津田氏「アフリカにおいてまず重要なのは、社会課題の解決です。スタートアップがもたらす革新的なビジネスモデルは、例えば保健医療分野における公的保険や救急医療など、先進国で公的サービスが担う領域をカバーします。もう一つは、産業の多角化です。スタートアップによるイノベーションで新たな産業が育っていけば、雇用創出、経済成長にもつながります」

吉澤氏「アジアの成長には、一次産業、製造業、サービス業と進化する方程式がありました。しかしアフリカの場合、ITをはじめ新産業の成長スピードが速いのが特徴です。私たちが体験しなかったような高度な情報社会が、他地域に先行して実現する可能性もあります。人類社会の新しいモデルを、将来的に提示してくれるかもしれません」

津田氏「日本企業にとっても、JICAのような機関が現地の政府機関とともに足場を整えたスタートアップ・エコシステムやビジネス環境があれば、現地進出における足掛かりになります。また、スタートアップ・エコシステムの構築が進み、地場のマーケットに網を張るスタートアップの数が増えれば、日本企業のビジネス展開におけるパートナー候補も増えていきます。人口減少により国内マーケットが縮小する日本にとって、長期的なビジネスチャンスの拡大は、人材不足などの課題を解決する突破口になるでしょう」

吉澤氏「かつて日本が積極的に投資した東南アジアは、現在も多くの日本企業が進出しており、我が国の経済にプラスの効果をもたらしています。また、インフラ開発で獲得した品質への高い信頼は、その後の関係性にも影響します。さらに今後のアフリカの経済成長では、環境問題への対処も必須となるはずです。日本の技術力を応用する機会は、ますます広がるでしょう。そうした未来において日本がプレゼンスを高めるためには、着実な関係強化が必要です」

未来に向けた共創においては、日本の若手ビジネスパーソンが活躍する可能性も広がっている。私たちはどのような視点で、アフリカを見るべきなのだろうか。
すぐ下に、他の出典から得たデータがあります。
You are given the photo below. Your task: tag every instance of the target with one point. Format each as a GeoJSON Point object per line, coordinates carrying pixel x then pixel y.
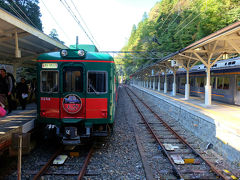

吉澤氏「現時点ではまだ、日本企業はアフリカに対して消極的です。こうした風潮は、上の世代がアフリカ=貧困のイメージを引きずっているからかもしれません。しかしアフリカ社会は、今大きく変化しています。新しい時代を生きる皆さまには、ぜひアフリカが秘めるポテンシャルに着目していただきたいです」

TICADが開催される今年は、日本でもアフリカに対する注目が集まる一年になるはずだ。『若者』『スタートアップ』『共創』をキーワードに、ビジネスや人材交流が加速することに期待したい。